In the midst of the storm...I am thankful. God is for me...and His love endures forever. And I am grateful...

8 comments:

Elaine said...

Stand firm, my friend. I'm grateful for you today.

Anonymous said...

yep, I second Elaine. You can do this. Be strong and courageous.

A Friend Across the Miles said...

Amen, amen, amen.

You also have friends that are praying in earnest...

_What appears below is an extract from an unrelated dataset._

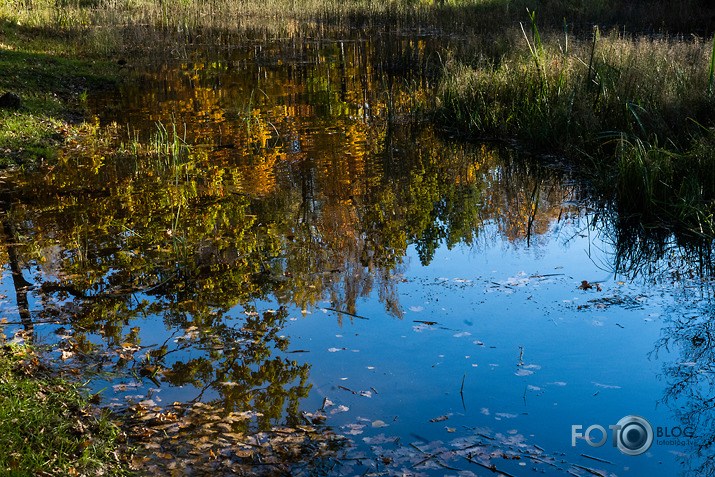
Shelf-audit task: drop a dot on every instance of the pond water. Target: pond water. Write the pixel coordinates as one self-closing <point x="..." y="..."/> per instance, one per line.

"Be still and know that He is God. Be still and know that He is able. Come rest your head upon His breast..."

Unknown said...

So many thoughts running in my head as I read your post. You have beautifully expressed so many truths that we must cling to. I feel for you more than you know. My husband and I built our dream home and have continued to work on it for six years. My husband has poured so much of himself into this place! We thought this would be our last home - a permanent place. Tomorrow, a real estate agent is coming to tell us what we need to do to sell it. So we can downsize. It's that or I go back to work with little ones still at home. Choices. What is right for me is not necessarily right for someone else, but we adopted these children so we could parent them. I am making my choice. The house is just an earthly dwelling. We're putting it up for sale and letting God decide what is best. Now I have to walk in faith and trust Him. Thanks again for sharing your heart and so many good scriptures!

Michelle said...

:::hug:::
Be anxious for nothing, but in everything by prayer and supplication with thanksgiving let your requests be made known to God.
Philippians 4:6

http://bible.cc/philippians/4-6.htm

I use bible.cc to find passages when I can't remember enough to find them in a Bible. The site offers several translations so it's helpful when you can't remember the phrase exactly.

It's good that you and Chris are being proactive to keep the business going. I'll keep you and your family in my prayers.

Wren said...

Oh love.. Keeping you close in my thoughts and prayers...

Conny said...

This too shall pass (as I've thought to myself many times). I hope the move goes well. I'm with Beegirl - keeping you in thoughts and prayers.

Nancy said...

Oh girl. I've been away for a week so I'm trying to get caught up here. Sounds like a difficult week. I do hope that the pressures have lessened, meaning that the move is done. Be strong. Like BeeGirl, I'll be keeping you close.